Prospectus Changes: What you need to know?
1/ Investment in unlisted securities
Carmignac Patrimoine/Carmignac Portfolio Patrimoine and Carmignac Investissement/Carmignac Portfolio Investissement are adding an additional lever to fulfil their mandate by being able to invest in unlisted companies which fully match our investment criteria and process and which are aiming to apply for listing (IPO) within 1-3 years with the following limits:
Carmignac Investissement/Carmignac Portfolio Investissement: maximum 10% of its assets
Carmignac Patrimoine/Carmignac Portfolio Patrimoine: maximum 5% of its assets
The decision has been made in the continuity of our investment philosophy for the following reasons:
Adapt to market evolutions: in recent years, high growth profile companies, especially the most innovative ones, have been able to finance themselves while remaining privately-held, and hence have tended to delay their IPOs for longer. Therefore, value creation has moved at an earlier stage of the company’s development, before they go public.
Allow for additional value creation for our clients by making available an asset class often reserved to institutional investors like we did with derivatives in 2003, mainland Chinese markets in 2014 or CLOs in 2015. All these developments happened while putting risk management at the cornerstone of our investment style and process.
Leverage on our know-how and expertise: several members of our global equity team have in-depth experience gained at leading private equity firms globally. In addition, our proprietary research of listed companies already embeds a deep analysis of all competitors in each given sector – whether listed or unlisted– so most of the unlisted players in one of the invested theme or subsector are already part of our research and analysis.
2/ Integration of sustainable investment objectives
In line with our mission to create value for our clients and positive outcomes for the society and the environment, we strive to continuously further develop our ESG capabilities. As such, along with the strengthening of our in-house ESG resources, we have been able to move one step further and increase the number of funds which are now aligned to Article 8 and Article 9 requirements.
Carmignac Portfolio Long-Short European Equities and Carmignac Portfolio Global Bond are moving from Article 6 to Article 8.
Our Article 6 minimum practices already encompass a high level of commitment to ESG integration and active stewardship to which we have complemented the following processes to categorise our funds as Article 8.
Complementary to our financial analysis, we also analyse issuers and companies on the basis of an extra-financial analysis so as to assess their environmental, social and governance behaviour.
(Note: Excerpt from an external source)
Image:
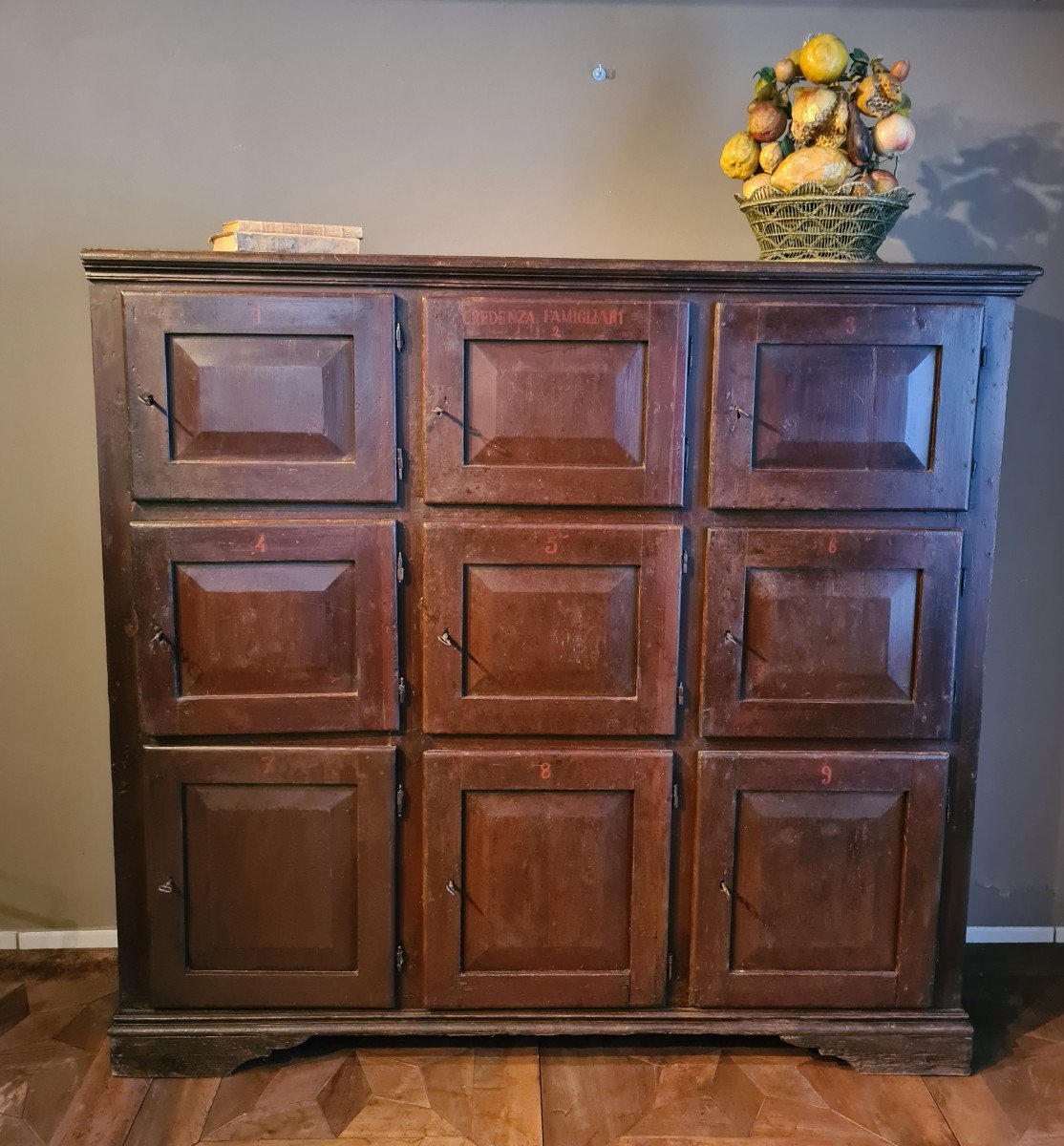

We are committed to cover at least 90% of our investment universe on that respect, as well as to a minimum reduction of their respective investment universe by 20% based on ESG criteria.
Such integration of extra-financial criteria when selecting equities and bonds is complemented by our engagement policy by which we strive to improve ESG practices of companies we invest in via active dialogue.
Carmignac Investissement, Carmignac Portfolio Investissement, Carmignac Investissement Latitude, Carmignac Emergents, Carmignac Portfolio Emergents, Carmignac Portfolio Grande Europe and Carmignac Portfolio Grandchildren are moving from Article 8 to Article 9.
Fully aligned with the acknowledgment that sustainable development is no longer an investment theme by itself but is becoming a core topic of tomorrow’s world, we have been enhancing our investment objectives and approach. All the above funds now formally aim at outperforming their respective indicators over the recommended horizon through investments in sustainable and impactful companies.
To this end, we have built an overarching outcomes framework that requires that a minimum of 50% of each of these portfolios’ AUM must include companies that derive more than 50% of their revenues from business activities aligned with 9 investable United Nations’ Sustainable Development Goals.
3/ New regulatory guidelines for performance fees and some benchmarks changes
The European Securities and Markets Authority (ESMA) has introduced new guidelines for performance fees that will be mandatory from the 1st of January 2022. These new rules will notably prevent a Fund to charge a performance fee until it has totally recovered any underperformance over the last 5 years (usually referred as high water mark or claw back mechanism).
In the past, Carmignac had chosen a unique framework that has featured no high-water mark or claw back mechanism, but a positive condition for both absolute and relative performance as an evidence of the dual mandate of our flexible investment strategies. This unique model has now to be adapted and aligned to the new regulatory requirements.
In any case, this new framework does not question or preclude our commitment to the performance fee model. This model is part of Carmignac’s DNA and definitely the best one when it comes to alignment of interest between investors, Carmignac and Portfolio Managers. Also, our key driver for the implementation of the new scheme was that the investment approach of each fund should remain the same and the philosophy should be kept intact.
For all Funds, we have then extended the reference period for performance fees from one to five years.
For some funds, we have also adapted the performance fee rate as well as the reference indicators to achieve more consistency and better reflect the characteristics and historical allocations of the investment strategies.
For the funds with an absolute return objective, like the Long-Short range, we have dropped the reference indicator and introduced a 5-year high water mark.
These evolutions will be implemented on the 1st of January 2022 and will ensure compliance with the new ESMA guidelines.